The examples described below generally relate to tooth brushing activities, but the principles described can generally be extended to any other form of tooth care activity using a tooth care implement. Such dental care activities may include, for example, the application of tooth whitening agents using any suitable form of dental care implement or the application of a tooth or oral medication or material, such as an enamel slurry, where tracking of the tooth surface over which the dental care implement travels is desired.

The term "toothbrush" as used herein is intended to include manual toothbrushes and electric toothbrushes.

Referring to fig. 1, a toothbrush motion tracking system 1 for tracking a user's brushing activity may include a camera 2. The term "camera" is intended to encompass any image capture device suitable for obtaining a series of images of a user using the toothbrush during a brushing session. In one arrangement, the video camera may be a camera conventionally found in a smart phone or other computing device.

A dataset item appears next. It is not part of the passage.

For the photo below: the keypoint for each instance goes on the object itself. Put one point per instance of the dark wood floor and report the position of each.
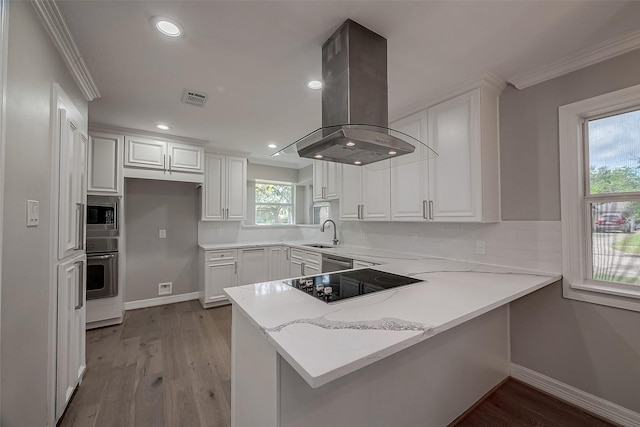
(171, 366)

The camera 2 communicates with a data processing module 3. The data processing module 3 may be provided, for example, within a smart phone or other computing device which may be suitably programmed or otherwise configured to implement a processing module as described below. The data processing module 3 may include a face tracking module 4, the face tracking module 4 being configured to receive a series of frames of the video and determine therefrom various features or landmarks on the user's face and the orientation of the user's face. The data processing module 3 may also include a toothbrush marker position detection module 5, the toothbrush marker position detection module 5 being configured to receive a series of frames of the video and determine the position of the toothbrush within each frame. The data processing module 3 may also include a toothbrush tag orientation estimation module 6, the toothbrush tag orientation estimation module 6 being configured to receive a series of frames of the video and determine/estimate the orientation of the toothbrush within each frame. The term "series of frames" is intended to encompass a sequence of frames, typically time-sequential, that may or may not constitute each frame captured by a camera, and is intended to encompass periodically sampled frames and/or a series of aggregated or averaged frames.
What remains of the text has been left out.